# Culinary Institute Of America DVDs



## carlaird (Jan 16, 2007)

Anyone know where I can get the Culinary Institute Of America DVDs cheap?!?!


----------



## ghettoracingkid (Feb 19, 2007)

Ebay?

When I have seen them ive been board out of my mind. but thats just my opinion


----------



## shel (Dec 20, 2006)

From the CIA - do a Google searc. Amazon may carry them as well.


----------



## carlaird (Jan 16, 2007)

YES to both replys
But they're $100 a disc


----------



## quinn01 (Apr 22, 2006)

I actualy am a student here and we have alot of training videos on youtube. Check it out!


----------



## abefroman (Mar 12, 2005)

Have you watched the previews? The are like really fundamental. 
Professional Culinary Training DVDs : CIAProchef.com

Everythings like common knowledge.

Please tell me the classes aren't that boring.


----------



## quinn01 (Apr 22, 2006)

hahaha they arent. trust me.

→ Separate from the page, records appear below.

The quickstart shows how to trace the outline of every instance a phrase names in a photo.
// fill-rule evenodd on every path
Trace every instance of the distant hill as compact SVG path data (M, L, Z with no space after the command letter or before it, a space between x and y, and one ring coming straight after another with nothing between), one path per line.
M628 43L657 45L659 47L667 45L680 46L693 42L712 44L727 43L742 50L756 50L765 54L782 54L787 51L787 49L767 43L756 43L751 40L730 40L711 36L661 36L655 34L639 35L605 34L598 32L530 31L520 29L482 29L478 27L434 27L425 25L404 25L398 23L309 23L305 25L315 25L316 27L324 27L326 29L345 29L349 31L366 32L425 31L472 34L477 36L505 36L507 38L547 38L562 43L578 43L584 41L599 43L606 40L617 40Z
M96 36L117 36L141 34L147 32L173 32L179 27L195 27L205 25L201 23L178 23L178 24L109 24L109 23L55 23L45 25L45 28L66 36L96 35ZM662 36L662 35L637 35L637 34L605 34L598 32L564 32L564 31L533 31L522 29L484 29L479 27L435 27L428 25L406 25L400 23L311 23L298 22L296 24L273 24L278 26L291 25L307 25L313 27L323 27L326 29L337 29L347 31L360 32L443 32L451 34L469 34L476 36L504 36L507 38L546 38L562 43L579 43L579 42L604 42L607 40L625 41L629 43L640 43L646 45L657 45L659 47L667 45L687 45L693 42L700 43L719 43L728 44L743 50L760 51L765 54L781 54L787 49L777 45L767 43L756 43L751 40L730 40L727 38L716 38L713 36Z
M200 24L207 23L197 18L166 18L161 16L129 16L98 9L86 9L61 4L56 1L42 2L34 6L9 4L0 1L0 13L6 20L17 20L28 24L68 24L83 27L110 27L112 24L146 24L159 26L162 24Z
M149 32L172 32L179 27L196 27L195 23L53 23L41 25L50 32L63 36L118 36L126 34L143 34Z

There are ones on dvd that i have seen, not really sure where they are i would guess on ebay or amazon but i know there are DVD's otu there that are edu. not stupid. haha :smoking:


----------



## abefroman (Mar 12, 2005)

You can rent them here for $10-$15:
Cooking instruction videos on DVD: Learn Culinary / Cooking

Or check ebay, 
culinary institute of america dvd, DVD, HD DVD Blu-ray, DVDs Movies items on eBay.com


----------